Homer Lanham started working at the old Valley Bell dairy plant in Charleston, W.Va. in 1942. When he retired 44 years later in 1986, Homer handed the reins to his son Bruce, who monitors the pasteurization process at the dairy.

Today, at what is now the United Dairy plant, Bruce is showing his son, Matt, the ropes.

If all goes according to plan, by the time Matt is ready to retire someday, the family will have invested more than a century in the same dairy business.

“It’s been good. It’s a good job,” Bruce said. “Good benefits, and all that. That’s a good thing to pass on.”

It’s not easy work, though. The machines are loud, too loud for easy conversation, and they require a certain amount of dark, thick grease to run smoothly. Condensation drops from the ceiling and the metal pipes, making the cement floor slippery.

Bruce and his coworkers wear white jumpsuits covered with inevitable smudges and stains, and slip-resistant boots to keep from falling. He pauses to wipe the sweat from his brow and checks the levels on a giant tank.

Matt, he said, has proven himself to be a hard worker and a quick learner.

“The best quote I ever heard from him, he came home after three or four weeks of working with me and told my daughter, he said, ‘Dad’s really smarter than I ever thought he was,'” Bruce said.

He smiles proudly at the memory.  “I knew I had him then.”  It’s a legacy that’s important and valuable to his family as well as to his employers.

The dairy processes 1 million 8-ounce bottles of milk for school children in West Virginia, Ohio, Kentucky and Virginia each week. It also processes another 500,000 gallons of milk each week, trucking in the product from farms and co-ops for miles around. On site the raw milk is pasteurized, homogenized and separated into skim, 1-percent, 2-percent and whole milk, and some of it is turned into chocolate and strawberry milk.

The liquid is kept in holding tanks, then transferred to coolers. At the same time, vats full of thick liquid plastic are being poured into molds, shaped into gallon jugs and carried down conveyor belts where they are slapped with labels and filled.

Still more machines put lids on the jugs and twist them to seal. Eventually they are loaded onto pallets, transported onto trucks and shipped to stores and grocery shelves.

It takes a staff of 53, working around the clock six days a week, to pull it off.

“It’s very hard to staff,” said Charlie Egnor, plant manager.

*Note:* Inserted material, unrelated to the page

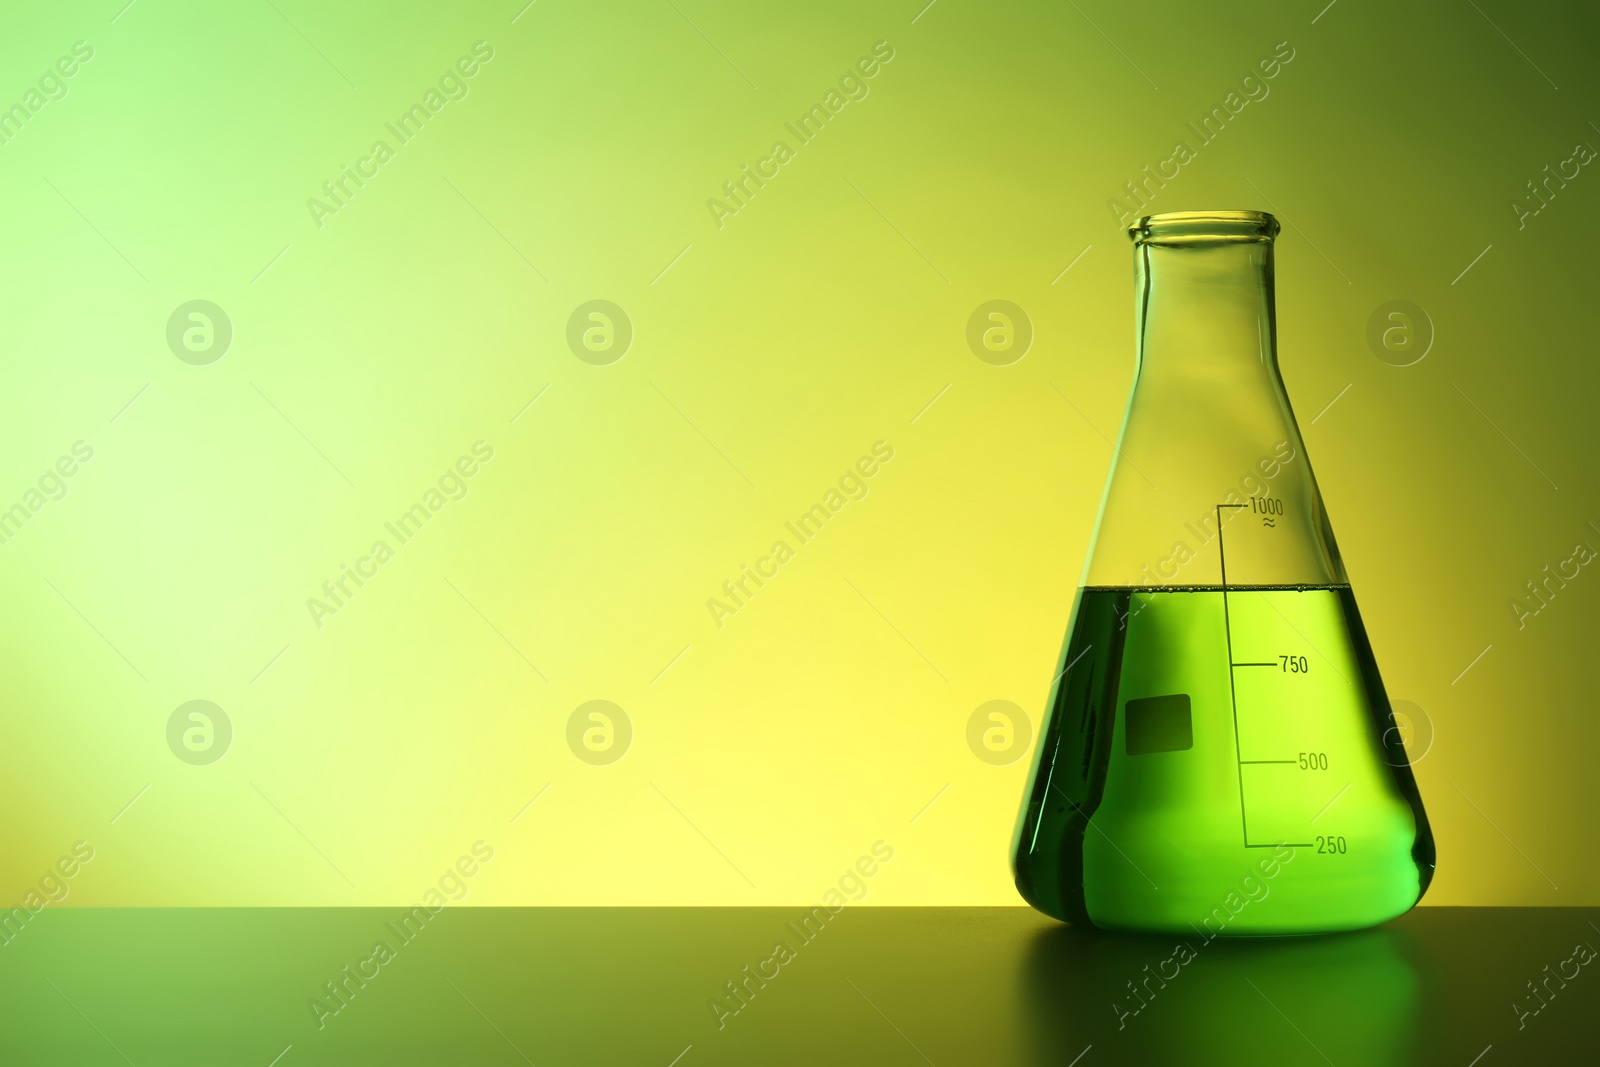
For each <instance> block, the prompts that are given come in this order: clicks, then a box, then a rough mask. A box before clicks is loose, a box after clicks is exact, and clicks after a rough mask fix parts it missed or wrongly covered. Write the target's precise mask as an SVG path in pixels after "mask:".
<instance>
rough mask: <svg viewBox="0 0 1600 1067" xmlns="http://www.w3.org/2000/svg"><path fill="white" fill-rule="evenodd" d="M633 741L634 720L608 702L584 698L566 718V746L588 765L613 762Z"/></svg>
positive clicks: (614, 704) (611, 762)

“We have a lot of good employees, but it’s a demanding business. It’s long hours, it’s hard work,” he added. “Sometimes you go through two or three people before you get to somebody who wants to stay a long time and make a career of it.”

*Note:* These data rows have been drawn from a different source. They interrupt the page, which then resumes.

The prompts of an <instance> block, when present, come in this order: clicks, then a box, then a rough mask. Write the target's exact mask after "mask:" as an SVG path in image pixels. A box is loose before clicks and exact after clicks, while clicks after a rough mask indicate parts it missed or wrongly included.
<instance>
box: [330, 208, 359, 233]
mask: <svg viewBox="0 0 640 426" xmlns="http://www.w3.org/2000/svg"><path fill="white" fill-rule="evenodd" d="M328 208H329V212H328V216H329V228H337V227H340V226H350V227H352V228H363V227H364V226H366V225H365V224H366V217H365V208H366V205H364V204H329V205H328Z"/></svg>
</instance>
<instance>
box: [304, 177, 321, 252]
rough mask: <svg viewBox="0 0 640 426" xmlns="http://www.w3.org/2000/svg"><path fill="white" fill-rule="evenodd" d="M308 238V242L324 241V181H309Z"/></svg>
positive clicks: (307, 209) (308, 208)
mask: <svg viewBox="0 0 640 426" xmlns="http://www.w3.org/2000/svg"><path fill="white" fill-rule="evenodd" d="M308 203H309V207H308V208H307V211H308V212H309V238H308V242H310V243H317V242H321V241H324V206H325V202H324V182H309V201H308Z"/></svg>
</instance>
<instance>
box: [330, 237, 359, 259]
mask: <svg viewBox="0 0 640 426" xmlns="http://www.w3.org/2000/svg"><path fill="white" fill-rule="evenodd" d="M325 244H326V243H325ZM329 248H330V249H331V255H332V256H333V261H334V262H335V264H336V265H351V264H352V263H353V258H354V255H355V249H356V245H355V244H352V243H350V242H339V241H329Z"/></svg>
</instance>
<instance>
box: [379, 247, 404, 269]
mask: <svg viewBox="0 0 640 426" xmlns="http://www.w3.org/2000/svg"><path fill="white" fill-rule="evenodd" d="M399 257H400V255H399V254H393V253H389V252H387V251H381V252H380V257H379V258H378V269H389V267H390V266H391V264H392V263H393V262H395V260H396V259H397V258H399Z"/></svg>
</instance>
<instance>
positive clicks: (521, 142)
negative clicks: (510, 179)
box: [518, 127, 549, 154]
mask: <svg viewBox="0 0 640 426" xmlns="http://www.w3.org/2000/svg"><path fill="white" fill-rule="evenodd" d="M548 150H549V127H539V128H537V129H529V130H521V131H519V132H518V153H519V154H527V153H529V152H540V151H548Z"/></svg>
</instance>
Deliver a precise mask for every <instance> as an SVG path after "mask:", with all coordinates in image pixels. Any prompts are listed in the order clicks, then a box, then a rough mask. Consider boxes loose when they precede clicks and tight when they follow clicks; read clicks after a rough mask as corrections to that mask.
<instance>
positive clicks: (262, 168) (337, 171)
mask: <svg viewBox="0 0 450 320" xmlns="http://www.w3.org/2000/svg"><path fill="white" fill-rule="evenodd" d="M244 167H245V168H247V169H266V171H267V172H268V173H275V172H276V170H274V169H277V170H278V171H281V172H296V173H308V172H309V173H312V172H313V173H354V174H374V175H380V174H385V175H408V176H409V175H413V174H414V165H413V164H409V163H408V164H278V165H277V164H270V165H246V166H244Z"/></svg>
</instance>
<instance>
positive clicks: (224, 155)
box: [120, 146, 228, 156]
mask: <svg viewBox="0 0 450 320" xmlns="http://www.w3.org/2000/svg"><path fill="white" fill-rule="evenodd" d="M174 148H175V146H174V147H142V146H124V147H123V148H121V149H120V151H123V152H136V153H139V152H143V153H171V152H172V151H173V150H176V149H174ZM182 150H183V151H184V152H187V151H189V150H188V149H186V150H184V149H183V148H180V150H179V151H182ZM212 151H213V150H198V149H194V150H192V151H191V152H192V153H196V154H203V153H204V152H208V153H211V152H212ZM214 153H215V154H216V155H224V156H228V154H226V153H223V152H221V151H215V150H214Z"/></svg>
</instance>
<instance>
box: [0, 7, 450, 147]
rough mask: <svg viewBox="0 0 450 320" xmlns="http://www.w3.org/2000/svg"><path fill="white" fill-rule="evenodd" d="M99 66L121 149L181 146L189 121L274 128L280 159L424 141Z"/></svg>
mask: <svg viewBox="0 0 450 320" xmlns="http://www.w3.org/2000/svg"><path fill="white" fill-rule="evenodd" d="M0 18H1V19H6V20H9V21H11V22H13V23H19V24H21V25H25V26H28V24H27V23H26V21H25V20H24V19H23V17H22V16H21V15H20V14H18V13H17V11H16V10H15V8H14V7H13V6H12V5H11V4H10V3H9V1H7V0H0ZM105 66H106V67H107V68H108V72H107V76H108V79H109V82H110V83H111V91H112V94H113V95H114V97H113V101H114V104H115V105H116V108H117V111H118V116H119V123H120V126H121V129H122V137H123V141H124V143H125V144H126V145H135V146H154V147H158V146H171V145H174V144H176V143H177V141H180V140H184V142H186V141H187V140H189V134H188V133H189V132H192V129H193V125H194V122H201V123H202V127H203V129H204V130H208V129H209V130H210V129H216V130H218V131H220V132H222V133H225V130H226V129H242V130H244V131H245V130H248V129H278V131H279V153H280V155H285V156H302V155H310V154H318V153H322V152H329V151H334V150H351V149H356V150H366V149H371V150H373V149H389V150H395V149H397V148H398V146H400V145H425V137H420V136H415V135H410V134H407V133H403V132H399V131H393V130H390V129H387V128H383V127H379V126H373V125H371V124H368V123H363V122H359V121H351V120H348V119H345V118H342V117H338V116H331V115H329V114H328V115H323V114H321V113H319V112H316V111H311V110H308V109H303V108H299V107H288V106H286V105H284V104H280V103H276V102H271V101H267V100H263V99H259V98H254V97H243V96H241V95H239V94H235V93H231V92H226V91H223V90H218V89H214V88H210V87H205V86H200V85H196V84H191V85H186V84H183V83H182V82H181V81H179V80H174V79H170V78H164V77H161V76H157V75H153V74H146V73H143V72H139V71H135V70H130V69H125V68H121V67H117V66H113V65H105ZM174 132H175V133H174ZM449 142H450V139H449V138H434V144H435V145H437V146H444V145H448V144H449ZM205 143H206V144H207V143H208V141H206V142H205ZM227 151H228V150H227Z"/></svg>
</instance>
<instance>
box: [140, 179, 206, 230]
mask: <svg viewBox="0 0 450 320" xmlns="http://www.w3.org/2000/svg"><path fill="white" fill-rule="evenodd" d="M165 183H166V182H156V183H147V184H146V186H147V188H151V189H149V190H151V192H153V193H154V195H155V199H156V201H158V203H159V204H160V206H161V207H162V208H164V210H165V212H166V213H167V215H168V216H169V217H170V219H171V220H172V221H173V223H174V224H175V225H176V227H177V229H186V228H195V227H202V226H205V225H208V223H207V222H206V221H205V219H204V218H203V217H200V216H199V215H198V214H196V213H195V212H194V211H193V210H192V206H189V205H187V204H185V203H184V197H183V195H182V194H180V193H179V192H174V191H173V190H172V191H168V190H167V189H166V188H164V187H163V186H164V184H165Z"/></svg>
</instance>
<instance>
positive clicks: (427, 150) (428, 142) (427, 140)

By the time someone has been on staff for five years or more, they’ve learned to troubleshoot, to prevent problems and to act quickly if something goes wrong.

That’s the point at which a worker really becomes important to the task at hand, said Scott Womack, the plant’s quality assurance manager.

“They learn the business. They know what it takes to get it done. It’s a great relief to be able to depend on those guys,” he said.

Homer Lanham died the day after Thanksgiving last year, shortly before his grandson Matt was hired at United Dairy. In a way, though, Homer’s legacy lives on.

Bruce is a grandfather now. His daughter, a teacher, gave birth to twins just a few weeks ago, and Matt has a little girl named Peyton, who is 18 months old. Whatever Peyton and her new cousins decide to do with their lives, Bruce imagines the work ethic his father instilled in him, and that he instilled in his children, will eventually find its way to the next generation.

“It think it’s very important to teach kids … If you don’t teach ’em to work, they don’t know how to work,” Bruce said. “If parents show a good work ethic, it gets passed down to their kids.”  That, he said, is the real sign of a job well done.